TNM staging scheme and patient prognosis are significantly influenced by primary oral melanoma tumor size (Table 5). Size alone can predict survival in dogs treated with surgical removal of the primary tumor.17,18 Patients with tumors <2 cm in diameter (stage I), 2 to 4 cm in diameter (stage II), or >4 cm in diameter (stage III) lived a median of 17 to 18 months, 5 to 6 months, and 3 months, respectively (Figure 3).18 Lymph node metastasis (stage III) conferred a median survival time of 3 months.18 Survival data in patients with pulmonary metastasis (stage IV) are limited; survival of <3 months can be anticipated in the authors’ experience. Thoracic radiography and mandibular lymph node aspiration are the minimum recommended diagnostic tests prior to pursuing curative-intent surgery.19 Lymph node metastasis can be present despite normal lymph node size and feel.20

featured image
featured image
FIGURE 3

Lateral (A) and rostral (B) views of a dog with oral malignant melanoma measuring >4 cm at its largest diameter. According to the TNM staging scheme, this patient meets the criteria for T3 and stage 3 disease if distant metastasis is not detected.

Conclusion

Tumor grade and stage can impact patient prognosis and influence treatment decisions. Grade should direct recommendations for additional treatment (eg, revision surgery, radiation, chemotherapy) and aid in determining the necessity and frequency of monitoring and staging after a tumor is removed. Choosing staging tests based on the most likely patterns of tumor spread prioritizes tests more likely to influence treatment decisions. This approach can best direct owner finances and may help detect early cancer spread (when intervention has a higher chance of success and quality of life has not yet declined). 

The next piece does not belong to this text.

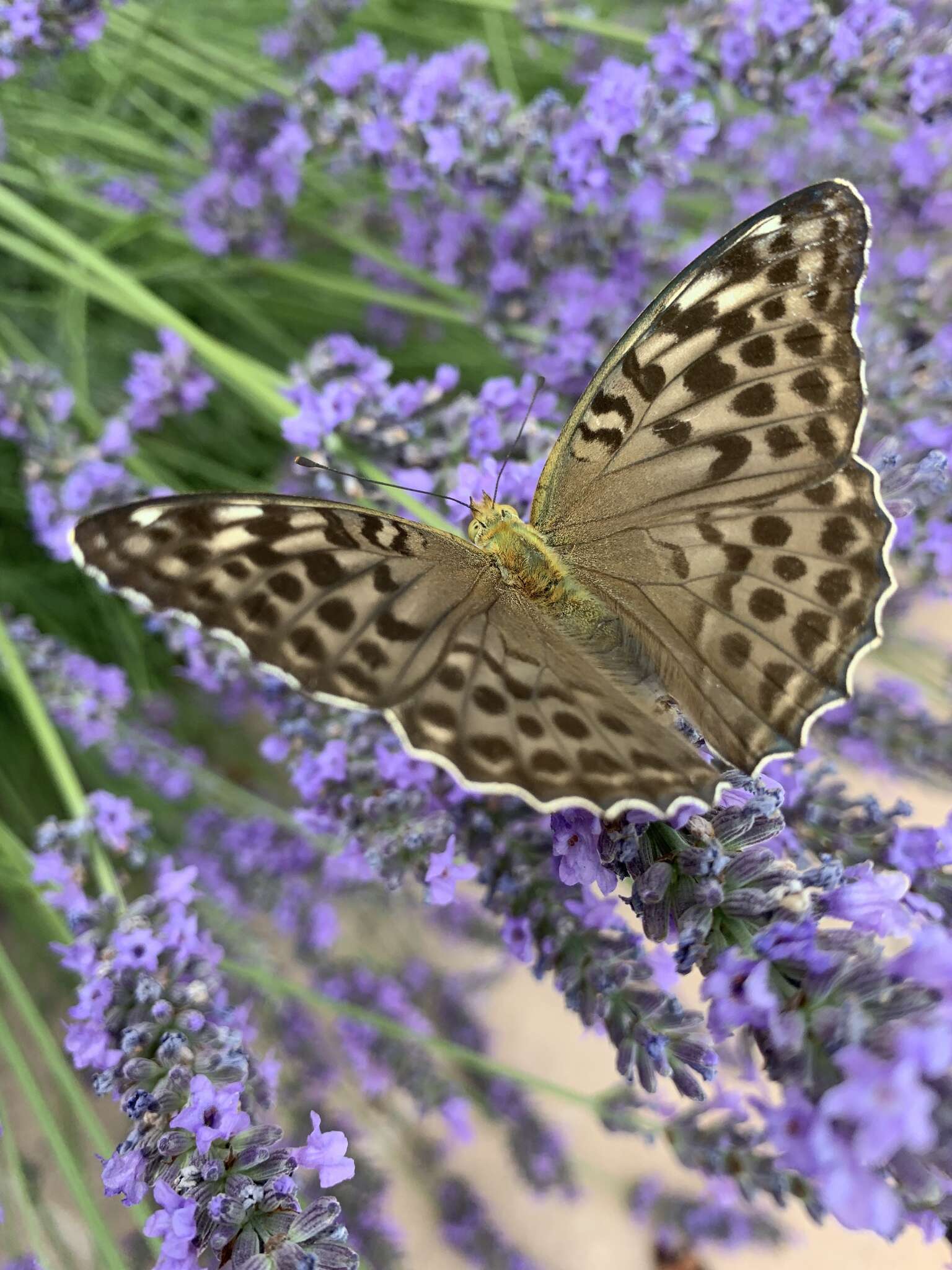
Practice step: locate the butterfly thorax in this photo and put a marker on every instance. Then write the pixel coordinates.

Understanding the principles of grading and staging can inform care, but outcomes vary. Prognoses and recommended treatment plans should be based on median survival times and population trends. Numerous factors (eg, paraneoplastic syndromes, comorbidities, immune function, patient signalment) can influence outcome, and some patients may respond favorably to certain treatments, whereas others do not. Owners should be made aware that oncologic treatment is focused on improving and/or extending quality of life and may not be curative.